Life progressed for Saroo in Australia, he attended university, worked in bars and nightclubs and did all the regular things, but there was at the back of his mind an urge to find his family. “It was a massive urge like a huge weight on my shoulders. I wanted to find out if my mother, brothers and sister were still alive.” He knew there was a possibility, he had the map of India on his wall “but it is such a deterrent, it was like trying to find a needle in a haystack.” He never gave up though there were times when he almost did. So when Google Earth came out, he thought he had such a great memory and could use his visual memory and marry them up with Google Earth. One night the search eventuated after eight years of working on it. He found his hometown and planned his way to India after taking to his parents who supported him throughout his endeavour.

After preparing himself well, Saroo landed in India. He admitted to being shocked at the “amount of Indians that I was submerged in, I have never been among so many Indians. It was exciting too.” His next step was to find his family. “My feet just took me to the nooks and crannies and the streets I used to walk to, to the suburb where I lived and right in front of my house. It looked so small and tiny, I didn’t realise I was small then and everything looked big. So I had to compete with that ordeal and just push it on the side and say yes this is the place you come from Saroo but it looks so much smaller because you are so much taller.”

Saroo found himself looking at a door that was chained up and locked and it was the door that he used to walk through as a child. “I was fearing the worst. Everything was going on at a million pace.” A lady came out from the side door and he told her his story showing at the same time an A4 paper with pictures of him when he was little. She looked at it and said these people don’t live here anymore. “After a few minutes, someone else came again, I relayed my mantra, then another person and when the last person came along I told him a little more in depth and he could understand a bit more English. He said ‘wait I will be back in a minute’ and I didn’t really know what he was up to but when he came back after 5-10 mins, he said ‘I will take you to your mother’. I couldn’t believe he said that, I asked him do you know who I am talking about?”

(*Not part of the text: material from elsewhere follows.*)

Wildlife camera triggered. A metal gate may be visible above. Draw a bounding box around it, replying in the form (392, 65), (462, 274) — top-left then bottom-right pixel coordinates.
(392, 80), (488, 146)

Saroo walked with the man just 10 mins round the corner and three ladies were standing adjacent to each other at the entrance of a door. Looking at the three from a distance, Brierley recalled looking at the first woman and finding nothing that resembled from memory. With the second there was something, he looked at the third one and said no. “Then I walked towards the middle one and she walked forward as well. And everything just came about. I know 25 years is a long time but the facial structure of my mother was there. We were just elated, extreme with emotions, I was just frozen. For her it would have been like I saw you 25 years ago and you vanished like a ghost and here you are in front of me materialised on this day. Where have you been?” But she had been staying in the neighbourhood all these years in the hope that he will one day return. “I still think about the time and the moment when I saw my mother, I will treasure that for the rest of my life and I am so fortunate, humbled and touched by you guys being here and listening to my story.” 

Saroo’s powerful memoir, A Long Way From Home, is going to be made into a film soon. I found myself listening to a story of courage and determination. Prior to meeting Saroo, I had watched a 60 mins documentary on him by ninemsn. I found a tear or two slipping when I watched the scene where the two mothers meet. It was like a collision of gratitude, and shows the extraordinary people that he is surrounded with - a birth mother who lived for her children and a fertile mother who gave up everything to adopt. I was incredibly moved.